Warum ist der SC Freiburg im Abstiegskampf so gut?

14 Punkte hat der SC Freiburg in der Hinrunde geholt, jetzt sind es in der Rückrunde bereits 18 Zähler. Die Breisgauer haben damit die Ausgangsposition geschaffen, um sich aus eigener Kraft zu retten. Entscheidend dabei ist vor allem ihre erstklassige Bilanz gegen die direkten Kontrahenten aus dem Tabellenkeller. 20 ihrer bislang 32 Punkte und sechs von acht Saisonsiegen holten die Freiburger in direkten Abstiegsduellen. Die Erfahrung in der Abstiegssituation und entsprechend die Unaufgeregtheit im gesamten Verein helfen offenbar in dieser wichtigen Spielen. Dazu kommt, dass die Freiburger in der Rückrunde nicht mehr unter der Zusatzbelastung Europacup zu leiden haben und Trainer Christian Streich in der Rückrunde nur wenige dauerhaft verletzte Stammspieler ersetzen muss.

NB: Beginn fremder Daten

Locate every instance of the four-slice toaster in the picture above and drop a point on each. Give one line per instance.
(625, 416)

Was ist das Problem des VfB Stuttgart?

Allein in der Rückrunde brachten Gegentore in den letzten 15 Minuten den Klub um 16 Punkte. Auch gegen Borussia Mönchengladbach war es wieder so weit. Es stand 1:0 für den VfB, als Juan Arango eine Minute vor dem Abpfiff den Ausgleich erzielte. Wieder waren zwei Punkte futsch, die der Verein dringend gebraucht hätte. Die Schwäche auf der Zielgeraden konnte auch Trainer Huub Stevens noch nicht abstellen.

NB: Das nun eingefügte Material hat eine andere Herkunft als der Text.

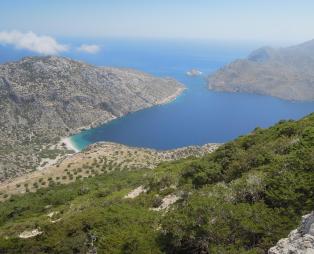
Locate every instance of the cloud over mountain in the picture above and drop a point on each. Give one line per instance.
(41, 44)
(89, 48)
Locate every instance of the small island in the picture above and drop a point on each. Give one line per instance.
(193, 73)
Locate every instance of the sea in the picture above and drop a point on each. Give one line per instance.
(196, 117)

Schon vor Stevens’ Amtszeit beim 1:2 gegen den FC Bayern waren es gleich zwei späte Tore, die aus einem 1:0 ein 1:2 machten. Das gleiche Szenario gegen Eintracht Frankfurt. Elf entscheidende Tore kassierte der VfB allein 2014 in der Schlussviertelstunde. Statt mit 28 Punkten um den Klassenverbleib zu zittern, könnte sich der VfB entspannt im Tabellenmittelfeld zurücklehnen. „Es ist enttäuschend, wenn du in der letzten Minute ein Gegentor bekommst. Das kann aber immer passieren“, sagte Stevens, der eher mit der Abschlussschwäche haderte: „Mich ärgert, dass wir den Sack nicht zugemacht haben.“

Welchen alleinigen Rekord steuert der 1. FC Nürnberg an?

Acht Abstiege. Das hätte tatsächlich in 51 Jahren Bundesliga noch keine Mannschaft geschafft. Bislang teilen sich die Franken die zweifelhafte „Bestleistung“ von sieben Abstiegen mit Arminia Bielefeld. „Der Glubb is a Depp“, heißt es deswegen in Franken. Schließlich schafften es die Nürnberger auch als einziges Team, sowohl als amtierender deutscher Meister (1969) als auch als DFB-Pokalsieger (2008) abzusteigen.

Aktuell hat der Club sieben seiner jüngsten acht Spiele verloren, ein erneuter Trainerwechsel ist aber offenbar keine Option. Er könne sich „gut vorstellen“, dass Gertjan Verbeek „auch für die 2. Liga der richtige Trainer für uns wäre“, sagte FCN-Sportvorstand Martin Bader. Der Niederländer Verbeek gibt sich weiterhin ruhig-optimistisch: „Wir haben in jedem Spiel die Möglichkeit, drei Punkte zu holen.“ Kapitän Raphael Schäfer wirkt jedoch schon resigniert: „Wir haben riesige Probleme, das sieht man“. Die zahlreichen verletzten Leistungsträger tragen ähnlich wie beim HSV zur Misere bei.

Warum bleibt Braunschweig so ruhig?

Weil für die Eintracht das Bundesliga-Abenteuer gefühlt ohnehin nur eine Zugabe ist. Der Club hat 2010 noch in der 3. Liga gespielt, verbrachte seit 1994 15 Jahre in der Unterklassigkeit. Die Erstliga-Saison jetzt dient deshalb vor allem dazu, die Kassen aufzufüllen um nachhaltig die Entwicklung und Konsolidierung des Vereins voranzutreiben.

Mit rund 16,5 Millionen Euro an TV-Geldern kann der Verein durch die Bundesliga-Zugehörigkeit kalkulieren, das ist das Doppelte wie in der zweiten Liga. Trainer Torsten Lieberknecht hat seinen Vertrag bereits bis 2017 verlängert, ein massenweiser Exodus von „Stars“ nach dem Abstieg droht nicht. Auch Fans und Sponsoren kennen die Situation, akzeptieren sie und freuen sich über das Abenteuer Bundesliga. Egal, wie es letztlich endet.